Agriculture hadn't been mechanized, so the food supply wouldn't have
been at risk; square-rigged sailing vessels were still hauling cargoes on the
seas, so as the price of coal soared and steamboats stopped being economical,
maritime trade and travel could readily downshift to familiar sail
technology. As the new renewable-energy
technologies became more widely distributed and more efficient, getting by with
the energy supplied by sun and wind would have become second nature to
everybody.
Perhaps, dear reader, you can imagine yourself sitting
comfortably this afternoon in a café
in this alternate world, about to read my weekly essay. No, it isn’t on a
glowing screen; it’s in the pages of a weekly newspaper printed, as of course
everything is printed these days, by a solar-powered press. Before you get to
my latest piece, you read with some interest that a Brazilian inventor has been
awarded the prestigious Mouchot Prize for a solar steam engine that’s far
better suited to provide auxiliary power to sailing ships than existing models.

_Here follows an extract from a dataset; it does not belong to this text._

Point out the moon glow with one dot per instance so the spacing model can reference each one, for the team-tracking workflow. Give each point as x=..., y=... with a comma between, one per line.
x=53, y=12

You skim over the latest news from the war between Austria and Italy, in which
bicycle-mounted Italian troops have broken the siege of Gemona del Friuli, and
a report from Iceland, which is rapidly parlaying its abundant supply of
volcanic steam into a place as one of the 21st century’s industrial
powerhouses.
It’s a cool, clear, perfectly seasonable day—remember,
most of the gigatons of carbon we spent the 20th century dumping into the
atmosphere stayed buried in this alternate world—and the proprietor of the café
is beaming as he watches sunlight streaming through the windows. He knows that
every hour of sunlight falling on the solar collectors on the roof is saving
him plenty of money in expensive fuel the kitchen won’t have to burn. Outside
the café, the sun gleams on a row of bicycles, yours among them: they’re the
normal personal transport of the 21st century, after all. Solar water heaters gleam on every roof, and
great conical collectors track the sun atop the factory down the road. High overhead, a dirigible soars silently
past; we’ll assume, for the sake of today’s steampunk sensibility, that lacking
the extravagant fuel supplies needed to make airplanes more than an exotic fad,
the bugs got worked out of dirigible technology instead.
Back in the cafe, you begin to read the latest
Archdruid Report—and my imagination fails me at this point,
because that essay wouldn’t be about the subjects that have filled these posts
for most of eight years now. A society of the kind I’ve very roughly sketched
out wouldn’t be in the early stages of a long ragged slide into ecological
failure, political disintegration, economic breakdown, and population
collapse. It would have made the
transition from fossil fuels to renewable energy when its energy consumption
per capita was an order of magnitude smaller than ours, and thus would have had
a much easier time of it. Of course a
more or less stable planetary climate, and an environment littered with far
fewer of the ugly end products of human chemical and nuclear tinkering, would
be important advantages as well.
It’s far from impossible that our descendants, some centuries from now, could have a society and a technology something like the one I’ve outlined here, though we have a long rough road to travel before that becomes possible. In the alternate world I’ve sketched, though, that would be no concern of mine. Since ecology would be simple common sense and the unwelcome future waiting for us in this world would have gone wherever might-have-beens spend their time, I’d have many fewer worries about the future, and would probably have to talk about Hermann Hesse’s The Glass Bead Game instead. Maybe then the League of Journeyers to the East would show up to give me the secret handshake!